Each level was slightly harder in difficulty/time with 3 "prize/payout"
levels, which changed based on how much the machine had paid out recently. You
could generally win anything from $10-$40 per play.

It had about 8 different games you could play (one being sports trivia). One
of the games you could choose was "spot the difference" where you have 2
images side by side and you needed to touch the screen in a set amount of time
to find the 5 differences.

The method my friend worked out to "hack" the machine was to cross his eyes
and merge the 2 images into one, similar to the stereogram "Magic Eye" images
you can find. By crossing his eyes and merging the images into a single one -
the differences stood out really clearly.

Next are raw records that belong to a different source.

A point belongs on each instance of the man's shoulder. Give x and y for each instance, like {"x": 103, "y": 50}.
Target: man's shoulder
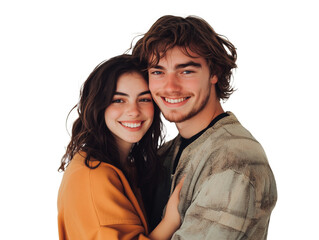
{"x": 169, "y": 146}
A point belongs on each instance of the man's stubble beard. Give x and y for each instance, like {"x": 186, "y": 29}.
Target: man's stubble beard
{"x": 192, "y": 113}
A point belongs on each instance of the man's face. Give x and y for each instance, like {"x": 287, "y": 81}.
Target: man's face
{"x": 181, "y": 85}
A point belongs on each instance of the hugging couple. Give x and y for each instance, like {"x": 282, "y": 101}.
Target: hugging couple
{"x": 122, "y": 181}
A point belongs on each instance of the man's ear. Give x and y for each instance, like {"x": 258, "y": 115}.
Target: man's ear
{"x": 214, "y": 79}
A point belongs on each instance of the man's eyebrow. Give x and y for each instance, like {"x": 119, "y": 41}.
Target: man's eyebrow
{"x": 190, "y": 63}
{"x": 157, "y": 67}
{"x": 126, "y": 95}
{"x": 145, "y": 92}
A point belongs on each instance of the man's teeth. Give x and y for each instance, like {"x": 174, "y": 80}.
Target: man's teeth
{"x": 132, "y": 125}
{"x": 175, "y": 100}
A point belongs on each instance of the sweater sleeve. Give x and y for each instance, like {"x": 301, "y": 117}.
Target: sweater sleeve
{"x": 222, "y": 209}
{"x": 99, "y": 204}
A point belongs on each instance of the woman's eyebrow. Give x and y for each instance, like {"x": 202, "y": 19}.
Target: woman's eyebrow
{"x": 127, "y": 95}
{"x": 145, "y": 92}
{"x": 190, "y": 63}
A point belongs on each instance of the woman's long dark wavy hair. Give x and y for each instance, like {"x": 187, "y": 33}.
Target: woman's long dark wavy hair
{"x": 91, "y": 135}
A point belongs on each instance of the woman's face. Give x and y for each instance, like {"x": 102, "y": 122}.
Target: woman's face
{"x": 131, "y": 112}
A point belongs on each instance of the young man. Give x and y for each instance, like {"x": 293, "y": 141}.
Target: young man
{"x": 229, "y": 190}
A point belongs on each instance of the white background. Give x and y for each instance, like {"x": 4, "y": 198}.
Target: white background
{"x": 48, "y": 48}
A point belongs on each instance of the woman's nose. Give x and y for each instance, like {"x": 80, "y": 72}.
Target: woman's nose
{"x": 133, "y": 110}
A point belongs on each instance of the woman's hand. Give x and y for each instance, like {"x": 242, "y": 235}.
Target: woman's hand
{"x": 172, "y": 219}
{"x": 172, "y": 215}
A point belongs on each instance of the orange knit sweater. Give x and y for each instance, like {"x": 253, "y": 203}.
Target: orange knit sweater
{"x": 98, "y": 204}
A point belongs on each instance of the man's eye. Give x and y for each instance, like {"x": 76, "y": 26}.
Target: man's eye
{"x": 145, "y": 100}
{"x": 117, "y": 101}
{"x": 156, "y": 72}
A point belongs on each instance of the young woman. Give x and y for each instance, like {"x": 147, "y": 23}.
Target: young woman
{"x": 111, "y": 163}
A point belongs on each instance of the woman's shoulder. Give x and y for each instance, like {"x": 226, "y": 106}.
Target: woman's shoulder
{"x": 97, "y": 171}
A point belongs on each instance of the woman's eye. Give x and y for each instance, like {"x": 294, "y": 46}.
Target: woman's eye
{"x": 145, "y": 100}
{"x": 117, "y": 101}
{"x": 156, "y": 72}
{"x": 187, "y": 71}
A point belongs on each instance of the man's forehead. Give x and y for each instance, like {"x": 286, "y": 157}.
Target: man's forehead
{"x": 174, "y": 55}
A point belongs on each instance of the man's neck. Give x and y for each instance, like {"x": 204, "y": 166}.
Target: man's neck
{"x": 200, "y": 121}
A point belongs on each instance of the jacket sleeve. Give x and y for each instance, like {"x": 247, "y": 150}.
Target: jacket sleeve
{"x": 223, "y": 208}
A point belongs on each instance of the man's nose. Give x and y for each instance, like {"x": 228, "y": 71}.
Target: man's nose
{"x": 133, "y": 110}
{"x": 172, "y": 82}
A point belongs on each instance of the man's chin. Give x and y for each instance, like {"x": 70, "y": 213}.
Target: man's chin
{"x": 175, "y": 118}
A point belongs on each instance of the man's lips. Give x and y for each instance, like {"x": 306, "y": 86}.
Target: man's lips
{"x": 175, "y": 101}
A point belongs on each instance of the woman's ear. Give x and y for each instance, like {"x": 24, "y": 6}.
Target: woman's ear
{"x": 214, "y": 79}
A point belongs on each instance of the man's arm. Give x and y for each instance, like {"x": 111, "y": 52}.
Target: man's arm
{"x": 225, "y": 207}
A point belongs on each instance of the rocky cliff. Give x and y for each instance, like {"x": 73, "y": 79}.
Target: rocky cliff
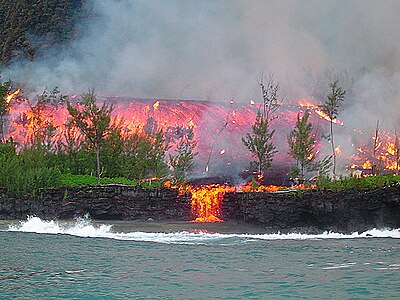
{"x": 316, "y": 211}
{"x": 111, "y": 202}
{"x": 305, "y": 211}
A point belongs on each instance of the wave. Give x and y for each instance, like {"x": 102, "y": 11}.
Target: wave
{"x": 83, "y": 227}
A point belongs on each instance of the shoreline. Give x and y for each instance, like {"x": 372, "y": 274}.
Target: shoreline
{"x": 308, "y": 212}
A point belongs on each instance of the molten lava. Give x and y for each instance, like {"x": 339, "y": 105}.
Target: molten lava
{"x": 206, "y": 201}
{"x": 9, "y": 97}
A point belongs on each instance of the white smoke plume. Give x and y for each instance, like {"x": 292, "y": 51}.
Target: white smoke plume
{"x": 214, "y": 50}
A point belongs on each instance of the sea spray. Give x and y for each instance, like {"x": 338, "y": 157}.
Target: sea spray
{"x": 84, "y": 227}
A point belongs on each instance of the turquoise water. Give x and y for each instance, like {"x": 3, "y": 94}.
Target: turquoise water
{"x": 85, "y": 260}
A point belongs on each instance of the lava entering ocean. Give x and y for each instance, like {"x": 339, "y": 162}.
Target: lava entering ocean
{"x": 218, "y": 129}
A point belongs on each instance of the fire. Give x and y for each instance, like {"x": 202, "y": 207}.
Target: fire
{"x": 338, "y": 150}
{"x": 305, "y": 103}
{"x": 326, "y": 117}
{"x": 12, "y": 95}
{"x": 206, "y": 201}
{"x": 155, "y": 105}
{"x": 367, "y": 165}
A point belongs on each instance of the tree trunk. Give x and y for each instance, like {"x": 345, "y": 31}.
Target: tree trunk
{"x": 97, "y": 148}
{"x": 333, "y": 151}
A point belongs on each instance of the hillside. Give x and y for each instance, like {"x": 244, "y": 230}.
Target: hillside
{"x": 29, "y": 27}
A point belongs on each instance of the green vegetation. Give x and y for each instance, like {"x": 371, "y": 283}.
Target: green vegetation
{"x": 92, "y": 142}
{"x": 260, "y": 142}
{"x": 30, "y": 27}
{"x": 301, "y": 142}
{"x": 364, "y": 183}
{"x": 330, "y": 108}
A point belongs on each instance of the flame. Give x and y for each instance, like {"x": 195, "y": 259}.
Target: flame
{"x": 326, "y": 117}
{"x": 206, "y": 201}
{"x": 12, "y": 95}
{"x": 338, "y": 150}
{"x": 306, "y": 103}
{"x": 155, "y": 105}
{"x": 367, "y": 165}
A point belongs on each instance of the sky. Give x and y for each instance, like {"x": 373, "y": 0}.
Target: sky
{"x": 216, "y": 50}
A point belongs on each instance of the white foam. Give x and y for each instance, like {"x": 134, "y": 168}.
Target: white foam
{"x": 85, "y": 228}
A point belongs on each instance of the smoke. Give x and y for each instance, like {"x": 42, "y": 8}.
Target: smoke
{"x": 215, "y": 50}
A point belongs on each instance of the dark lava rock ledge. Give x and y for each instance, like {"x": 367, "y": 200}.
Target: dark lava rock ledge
{"x": 296, "y": 211}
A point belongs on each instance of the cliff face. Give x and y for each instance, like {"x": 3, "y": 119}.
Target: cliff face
{"x": 111, "y": 202}
{"x": 308, "y": 211}
{"x": 315, "y": 211}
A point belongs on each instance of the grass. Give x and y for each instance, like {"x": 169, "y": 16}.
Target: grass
{"x": 87, "y": 180}
{"x": 364, "y": 183}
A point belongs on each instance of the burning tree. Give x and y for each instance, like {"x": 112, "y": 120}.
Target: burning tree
{"x": 330, "y": 108}
{"x": 39, "y": 115}
{"x": 301, "y": 142}
{"x": 260, "y": 142}
{"x": 182, "y": 160}
{"x": 93, "y": 122}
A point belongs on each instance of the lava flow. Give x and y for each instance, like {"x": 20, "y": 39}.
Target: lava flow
{"x": 206, "y": 201}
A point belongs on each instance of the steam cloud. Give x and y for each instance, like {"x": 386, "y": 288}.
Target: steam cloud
{"x": 214, "y": 50}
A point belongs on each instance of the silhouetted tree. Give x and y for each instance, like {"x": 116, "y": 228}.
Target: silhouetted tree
{"x": 330, "y": 108}
{"x": 301, "y": 142}
{"x": 93, "y": 121}
{"x": 260, "y": 142}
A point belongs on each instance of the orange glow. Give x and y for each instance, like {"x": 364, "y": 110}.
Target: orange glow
{"x": 326, "y": 117}
{"x": 206, "y": 201}
{"x": 367, "y": 165}
{"x": 12, "y": 95}
{"x": 155, "y": 105}
{"x": 338, "y": 150}
{"x": 306, "y": 103}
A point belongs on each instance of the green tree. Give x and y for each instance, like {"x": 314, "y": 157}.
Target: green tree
{"x": 260, "y": 142}
{"x": 330, "y": 108}
{"x": 301, "y": 142}
{"x": 4, "y": 108}
{"x": 93, "y": 121}
{"x": 182, "y": 161}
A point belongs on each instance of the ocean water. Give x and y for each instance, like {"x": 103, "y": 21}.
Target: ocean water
{"x": 82, "y": 259}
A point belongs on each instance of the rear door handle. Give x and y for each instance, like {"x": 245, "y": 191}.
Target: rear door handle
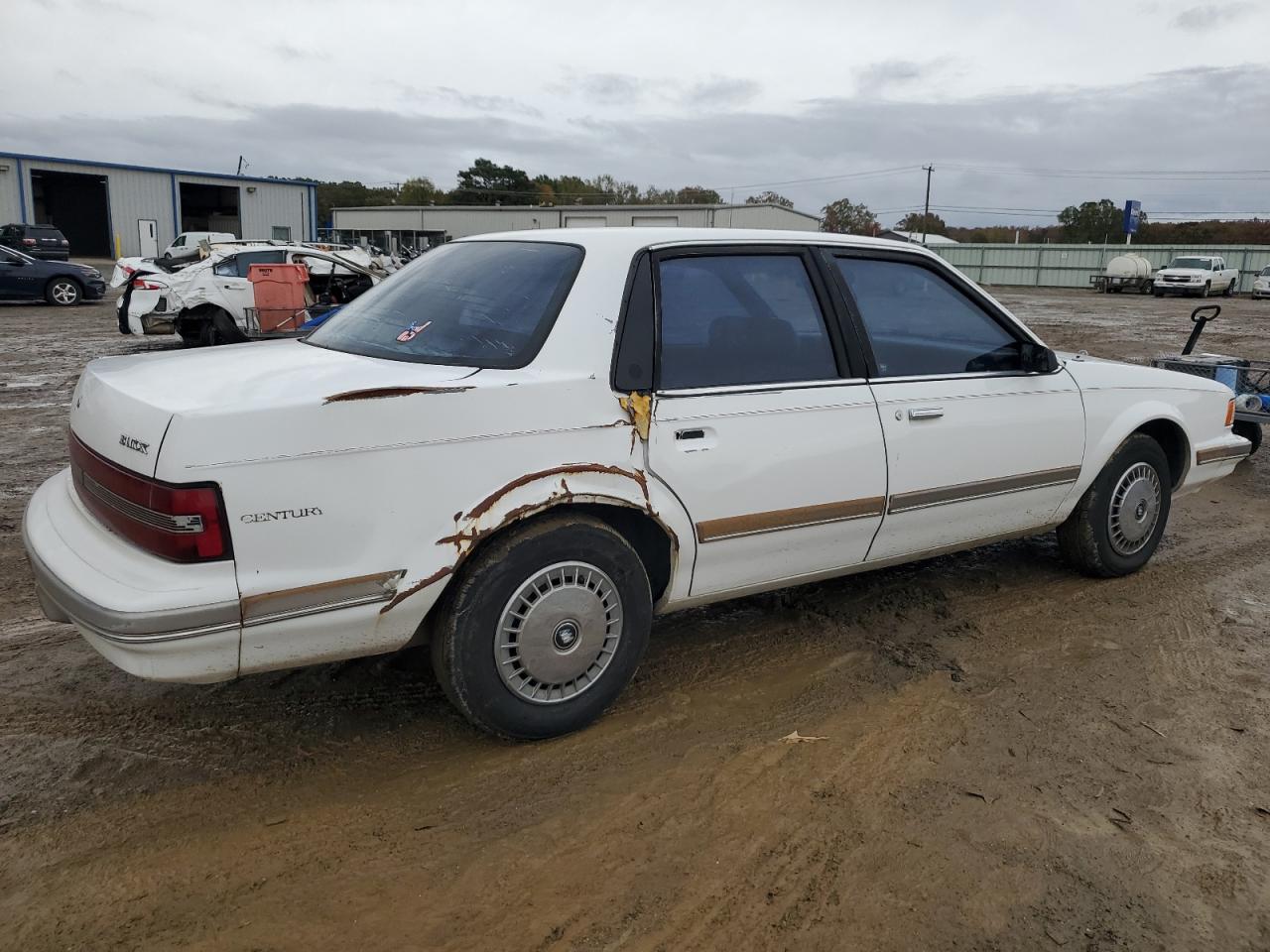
{"x": 926, "y": 413}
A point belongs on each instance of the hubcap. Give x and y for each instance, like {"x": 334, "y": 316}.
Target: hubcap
{"x": 1134, "y": 509}
{"x": 559, "y": 633}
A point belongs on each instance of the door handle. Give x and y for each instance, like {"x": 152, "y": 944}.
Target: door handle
{"x": 926, "y": 413}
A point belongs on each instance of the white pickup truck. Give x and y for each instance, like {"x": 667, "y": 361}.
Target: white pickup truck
{"x": 1198, "y": 275}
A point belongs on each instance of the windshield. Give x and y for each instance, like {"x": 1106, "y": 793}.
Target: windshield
{"x": 479, "y": 303}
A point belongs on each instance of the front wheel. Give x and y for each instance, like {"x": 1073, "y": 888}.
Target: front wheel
{"x": 544, "y": 629}
{"x": 1116, "y": 526}
{"x": 63, "y": 293}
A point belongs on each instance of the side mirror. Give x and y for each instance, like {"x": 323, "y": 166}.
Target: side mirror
{"x": 1035, "y": 358}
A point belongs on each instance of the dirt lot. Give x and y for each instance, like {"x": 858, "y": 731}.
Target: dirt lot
{"x": 1003, "y": 756}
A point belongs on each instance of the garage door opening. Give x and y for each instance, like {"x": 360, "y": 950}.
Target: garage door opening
{"x": 209, "y": 208}
{"x": 79, "y": 206}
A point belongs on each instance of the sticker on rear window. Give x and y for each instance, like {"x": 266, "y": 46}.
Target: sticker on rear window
{"x": 412, "y": 331}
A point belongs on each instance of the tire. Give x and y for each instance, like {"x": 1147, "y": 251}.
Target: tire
{"x": 520, "y": 688}
{"x": 221, "y": 329}
{"x": 1250, "y": 430}
{"x": 64, "y": 293}
{"x": 1134, "y": 486}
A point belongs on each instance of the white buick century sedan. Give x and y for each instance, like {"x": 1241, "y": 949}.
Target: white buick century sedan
{"x": 525, "y": 445}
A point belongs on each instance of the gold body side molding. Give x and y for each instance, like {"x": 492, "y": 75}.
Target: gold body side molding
{"x": 964, "y": 492}
{"x": 797, "y": 518}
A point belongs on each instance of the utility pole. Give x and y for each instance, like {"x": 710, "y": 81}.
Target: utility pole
{"x": 926, "y": 214}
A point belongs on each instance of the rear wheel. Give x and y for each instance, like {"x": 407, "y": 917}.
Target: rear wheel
{"x": 1250, "y": 430}
{"x": 1119, "y": 521}
{"x": 64, "y": 293}
{"x": 544, "y": 629}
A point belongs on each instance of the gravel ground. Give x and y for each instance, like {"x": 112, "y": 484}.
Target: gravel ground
{"x": 1001, "y": 756}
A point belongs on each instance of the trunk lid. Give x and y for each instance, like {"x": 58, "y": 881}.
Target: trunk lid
{"x": 122, "y": 405}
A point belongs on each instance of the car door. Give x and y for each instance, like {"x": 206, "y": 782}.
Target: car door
{"x": 19, "y": 277}
{"x": 976, "y": 447}
{"x": 758, "y": 421}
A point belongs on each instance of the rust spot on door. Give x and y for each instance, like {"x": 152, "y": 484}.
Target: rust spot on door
{"x": 418, "y": 587}
{"x": 639, "y": 408}
{"x": 492, "y": 499}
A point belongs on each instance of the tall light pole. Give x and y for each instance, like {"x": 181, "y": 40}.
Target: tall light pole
{"x": 926, "y": 213}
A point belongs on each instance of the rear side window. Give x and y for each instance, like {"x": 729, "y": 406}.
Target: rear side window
{"x": 733, "y": 320}
{"x": 476, "y": 303}
{"x": 919, "y": 324}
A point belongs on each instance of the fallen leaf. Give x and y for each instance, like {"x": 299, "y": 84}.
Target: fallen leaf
{"x": 795, "y": 738}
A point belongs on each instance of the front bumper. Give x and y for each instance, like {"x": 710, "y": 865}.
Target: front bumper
{"x": 150, "y": 617}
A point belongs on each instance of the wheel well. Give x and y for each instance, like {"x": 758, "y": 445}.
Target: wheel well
{"x": 651, "y": 539}
{"x": 1173, "y": 439}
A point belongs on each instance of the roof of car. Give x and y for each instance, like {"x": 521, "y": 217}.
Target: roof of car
{"x": 635, "y": 238}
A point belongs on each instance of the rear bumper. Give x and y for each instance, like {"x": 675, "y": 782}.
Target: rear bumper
{"x": 151, "y": 619}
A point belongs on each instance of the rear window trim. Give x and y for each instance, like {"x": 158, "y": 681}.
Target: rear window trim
{"x": 545, "y": 326}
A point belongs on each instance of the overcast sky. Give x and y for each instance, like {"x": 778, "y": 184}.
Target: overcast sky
{"x": 730, "y": 95}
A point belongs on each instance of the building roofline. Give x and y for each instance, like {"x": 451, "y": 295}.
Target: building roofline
{"x": 27, "y": 158}
{"x": 630, "y": 206}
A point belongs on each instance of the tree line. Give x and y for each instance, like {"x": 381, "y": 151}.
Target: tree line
{"x": 485, "y": 182}
{"x": 1088, "y": 222}
{"x": 488, "y": 182}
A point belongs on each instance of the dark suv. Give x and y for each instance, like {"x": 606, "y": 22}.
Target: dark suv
{"x": 37, "y": 240}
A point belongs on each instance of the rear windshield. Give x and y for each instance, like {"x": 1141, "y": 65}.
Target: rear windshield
{"x": 479, "y": 303}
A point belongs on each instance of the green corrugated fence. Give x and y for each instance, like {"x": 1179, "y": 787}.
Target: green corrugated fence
{"x": 1071, "y": 266}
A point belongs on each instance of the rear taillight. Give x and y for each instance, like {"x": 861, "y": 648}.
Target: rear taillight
{"x": 185, "y": 524}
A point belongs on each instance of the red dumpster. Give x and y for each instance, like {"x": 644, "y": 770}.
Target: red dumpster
{"x": 281, "y": 294}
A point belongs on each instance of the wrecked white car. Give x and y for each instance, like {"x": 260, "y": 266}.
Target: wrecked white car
{"x": 526, "y": 444}
{"x": 213, "y": 301}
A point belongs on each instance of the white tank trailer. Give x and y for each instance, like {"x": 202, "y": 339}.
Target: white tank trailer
{"x": 1127, "y": 272}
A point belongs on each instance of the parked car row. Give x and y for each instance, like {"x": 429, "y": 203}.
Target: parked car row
{"x": 525, "y": 445}
{"x": 63, "y": 284}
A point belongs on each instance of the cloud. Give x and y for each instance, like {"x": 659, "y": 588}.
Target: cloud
{"x": 978, "y": 145}
{"x": 602, "y": 87}
{"x": 887, "y": 75}
{"x": 720, "y": 91}
{"x": 485, "y": 103}
{"x": 1199, "y": 19}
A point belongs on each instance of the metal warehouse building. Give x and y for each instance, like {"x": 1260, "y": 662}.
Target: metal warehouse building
{"x": 413, "y": 225}
{"x": 107, "y": 209}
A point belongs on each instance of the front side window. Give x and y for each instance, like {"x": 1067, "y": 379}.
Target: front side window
{"x": 475, "y": 303}
{"x": 920, "y": 324}
{"x": 734, "y": 320}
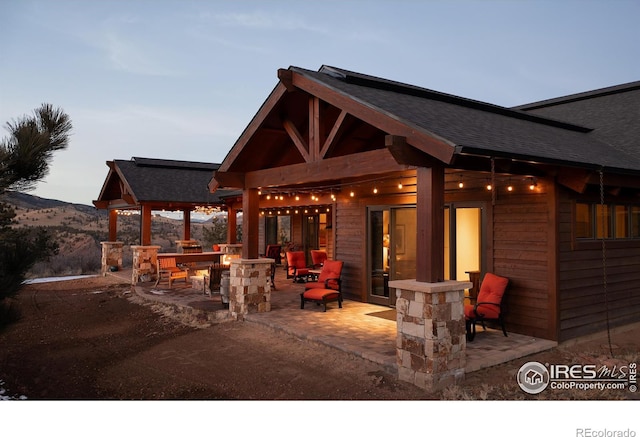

This lasted a few months with him and his friends cashing in on all the
machines in the area, whenever their prize level was high. Eventually the
software company worked out there was a problem with that specific game and
updated their software.

It didn't pay out as high on that game. And the top prize level had to be
completed in under 2 seconds. Which when you're trying to press a not-so-great
touch-screen 5 times in 2 seconds, was not possible as not all presses would
register if you touched it really quickly.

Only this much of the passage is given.